Agent Evaluation Intern employer: IMAGE FRAME INVESTMENT (UK) LIMITED
At Tencent, we pride ourselves on being an excellent employer, offering a dynamic work culture that encourages innovation and collaboration. Our Agent Evaluation Intern role provides unique opportunities for professional growth in the cutting-edge field of AI, with access to mentorship from industry experts and the chance to contribute to meaningful projects that shape the future of technology. Located in a vibrant environment, we support our employees' development through diverse experiences and a commitment to inclusivity, ensuring everyone can thrive and make a significant impact.
Contact Details:
IMAGE FRAME INVESTMENT (UK) LIMITED Recruitment Team
StudySmarter Expert Advice🤫
We think this is how you could land Agent Evaluation Intern
✨Tip Number 1
Network like a pro! Reach out to people in the AI and evaluation fields on LinkedIn or at industry events. A friendly chat can open doors that a CV just can't.
✨Tip Number 2
Show off your skills! Create a portfolio showcasing any projects or experiments you've done related to LLMs or agent evaluation. This gives us a tangible way to see what you can do.
✨Tip Number 3
Prepare for interviews by diving deep into the latest trends in AI and agent evaluation. We love candidates who can discuss current challenges and solutions in the field.
✨Tip Number 4
Apply through our website! It’s the best way to ensure your application gets seen by the right people. Plus, it shows you're genuinely interested in joining our team.

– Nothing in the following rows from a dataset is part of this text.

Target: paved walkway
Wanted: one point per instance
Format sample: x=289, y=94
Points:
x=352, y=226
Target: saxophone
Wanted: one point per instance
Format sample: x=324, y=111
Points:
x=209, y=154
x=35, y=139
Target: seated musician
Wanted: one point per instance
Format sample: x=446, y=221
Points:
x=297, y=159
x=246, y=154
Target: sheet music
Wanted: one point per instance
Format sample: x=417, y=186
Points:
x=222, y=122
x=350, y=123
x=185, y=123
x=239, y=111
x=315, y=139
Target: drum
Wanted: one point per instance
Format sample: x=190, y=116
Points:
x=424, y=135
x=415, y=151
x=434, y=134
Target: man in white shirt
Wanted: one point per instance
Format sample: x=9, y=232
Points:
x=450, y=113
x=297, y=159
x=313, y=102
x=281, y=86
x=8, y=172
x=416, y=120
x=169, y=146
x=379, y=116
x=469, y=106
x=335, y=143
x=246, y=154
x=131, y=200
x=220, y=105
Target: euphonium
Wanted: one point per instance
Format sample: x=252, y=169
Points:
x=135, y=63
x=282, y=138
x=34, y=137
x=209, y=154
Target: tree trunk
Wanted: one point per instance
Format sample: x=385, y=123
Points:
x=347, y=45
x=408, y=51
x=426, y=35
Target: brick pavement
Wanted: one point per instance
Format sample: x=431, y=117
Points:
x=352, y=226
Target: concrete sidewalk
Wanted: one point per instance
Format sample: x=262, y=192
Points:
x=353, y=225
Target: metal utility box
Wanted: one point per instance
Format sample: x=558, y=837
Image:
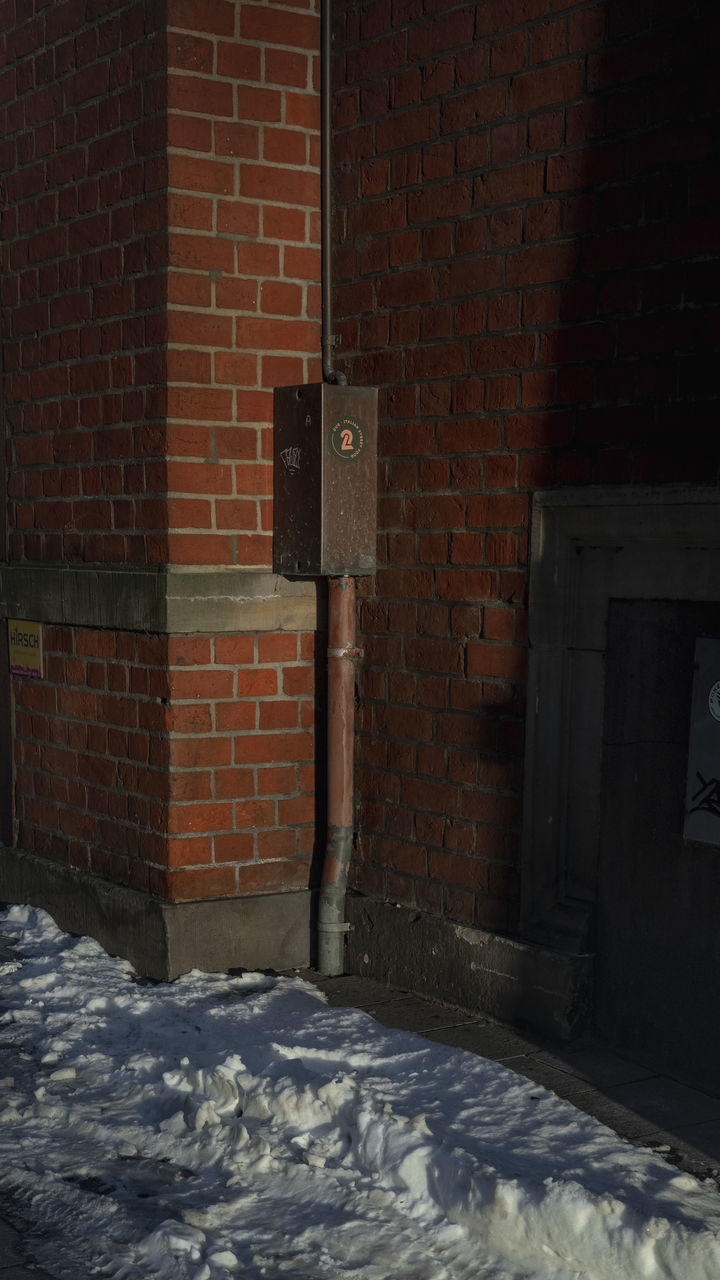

We think you need these skills to ace Agent Evaluation Intern
Some tips for your application 🫡
Tailor Your CV:Make sure your CV reflects the skills and experiences that align with the Agent Evaluation Intern role. Highlight any relevant projects or coursework in AI, machine learning, or software engineering that showcase your Python skills and interest in evaluation methodologies.
Craft a Compelling Cover Letter:Use your cover letter to tell us why you're excited about this internship. Share your passion for AI systems and evaluation, and mention any specific experiences that have prepared you for this role. Keep it engaging and personal!
Showcase Your Curiosity:In your application, demonstrate your curiosity about LLM agents and their evaluation. Mention any research you've done or questions you have about the field. We love candidates who are eager to learn and explore new ideas!
Apply Through Our Website:Don't forget to submit your application through our website! It’s the best way for us to receive your materials and ensures you’re considered for the role. Plus, it shows you’re serious about joining our team at StudySmarter!
How to prepare for a job interview at IMAGE FRAME INVESTMENT (UK) LIMITED
✨Know Your Stuff
Make sure you brush up on the latest trends in LLM agent evaluation and AI systems. Familiarise yourself with the state-of-the-art frameworks and methodologies. This will not only show your enthusiasm but also demonstrate that you're serious about the role.
✨Show Off Your Skills
Be ready to discuss your Python fundamentals and any relevant projects you've worked on. If you've dabbled in data analysis or have experience with LLMs, make sure to highlight these during the interview. Practical examples can really set you apart!
✨Ask Smart Questions
Prepare some insightful questions about the company's approach to agent evaluation and reliability. This shows that you're genuinely interested in the role and helps you gauge if the company is the right fit for you.
✨Be Detail-Oriented
Since the role requires a keen eye for detail, be prepared to discuss how you define clear, measurable criteria for evaluating ambiguous agent behaviour. Share any experiences where your attention to detail made a difference in your work.